Selain itu, penelitian dilakukan dengan cara observasi, dengan segala keterbatasan penelitian ini,
termasuk waktu yang dihabiskan di lapangan.
KETENTUAN KEBIJAKAN DAN BATAS PELAYANAN MASYARAKAT
Di Provinsi Bangka Belitung, tugas dan wewenang Gubernur sebagai wakil pusat di daerah
dianggap telah dilaksanakan dan ditafsirkan sesuai dengan peraturan perundang-undangan yang
berlaku. Dengan demikian, apa yang dilakukan oleh pemerintah kabupaten/kota mengacu pada
apa yang telah tertuang dalam acuan pemerintah provinsi. Dalam konteks ini, tingkat
pemerintahan ini berkonsultasi dalam proses pembuatan kebijakan. Namun, kami juga mencatat
bahwa dalam pelaksanaan kebijakan politik yang efektif untuk lingkungan / kota, kebijakan
yang diterapkan oleh pemerintah daerah masih memiliki batasan tidak hanya dari segi
fundamental tetapi juga dari segi kompetensi. 20 Pembatasan tersebut menimbulkan masalah
kontrol pelayanan publik di Babel yang masih lemah. Hal ini dibuktikan dengan banyaknya
laporan masalah yang cenderung diabaikan atau diperpanjang oleh pemerintah daerah setempat.

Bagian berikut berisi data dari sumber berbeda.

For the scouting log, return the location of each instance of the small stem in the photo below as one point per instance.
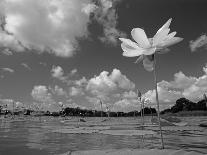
(158, 105)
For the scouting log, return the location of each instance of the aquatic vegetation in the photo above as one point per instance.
(133, 152)
(128, 132)
(146, 48)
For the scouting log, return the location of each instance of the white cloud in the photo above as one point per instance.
(73, 72)
(181, 81)
(41, 93)
(59, 91)
(51, 26)
(130, 95)
(191, 88)
(26, 66)
(106, 83)
(166, 97)
(126, 105)
(106, 15)
(8, 70)
(198, 43)
(54, 26)
(6, 51)
(74, 91)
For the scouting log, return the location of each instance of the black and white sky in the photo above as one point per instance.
(55, 52)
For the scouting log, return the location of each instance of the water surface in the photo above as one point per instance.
(33, 135)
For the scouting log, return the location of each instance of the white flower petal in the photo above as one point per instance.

Penyelesaian klaim pamong praja dinilai pada “jangka menengah”. Pengawasan DPRD belum
berperan dalam pelayanan publik. Demikian pula, Inspektorat juga lemah dalam menjalankan
peran pengawasannya. Rekrutmen pegawai negeri sipil disebut-sebut diwarnai dengan tuduhan
korupsi, kolusi, dan otokrasi (KKN) yang berdampak pada mendapatkan orang yang tepat di
tempat yang tepat. Selain itu, juga melibatkan tindak lanjut pengaduan dari masyarakat. Pemda
terkesan masih raguragu memberikan sanksi bagi aparat yang melanggar. Upaya mengatasi
hambatan pelaksanaan tugas ini perlu dilakukan mengingat pencapaian kinerja pemerintahan
semakin berat. Indikatorindikator pelayanan publik, seperti halnya penyediaan kotak saran,
sangat diperlukan dalam mendorong kerja keras aparat dan dukungan masyarakat. Pengawasan
provinsi dijalankan sesuai dengan Peraturan Menteri Dalam Negeri (Permendagri) No. 1 Tahun
2014 tentang pedoman pembuatan produk hukum daerah, sebagai perubahan dari Permendagri
No. 53 Tahun 2011 terhadap peraturan daerah yang sudah disahkan DPRD Kabupaten/Kota
bersama Bupati/Walikota ketika sebelum diundangkan dalam Lembaran Daerah, maka harus
diregistrasi oleh Pemerintah Provinsi (Pemprov). Pemprov Bangka Belitung memberikan nomor
registrasinya bagi Perda yang baru saja diundangkan tersebut dan setelah diregistrasi provinsi,
maka Perda kabupaten/kota itu barulah dianggap sah untuk diundangkan. Untuk peraturan daerah
yang baru diundangkan, pengendalian dilakukan dengan memberikan informasi untuk
memperjelas apakah terdapat pertentangan dengan peraturan perundang-undangan yang lebih
tinggi, demi kepentingan umum dan asas kebenaran. Ketiga elemen ini dianggap penting untuk
dipantau provinsi. Jika ternyata bertentangan dengan tiga pertanyaan yang diklarifikasi,
pemerintah provinsi meminta pemerintah kota/kabupaten untuk mengubahnya. Tinjauan
kebijakan pemerintah daerah ini sangat membantu dalam mengklarifikasi.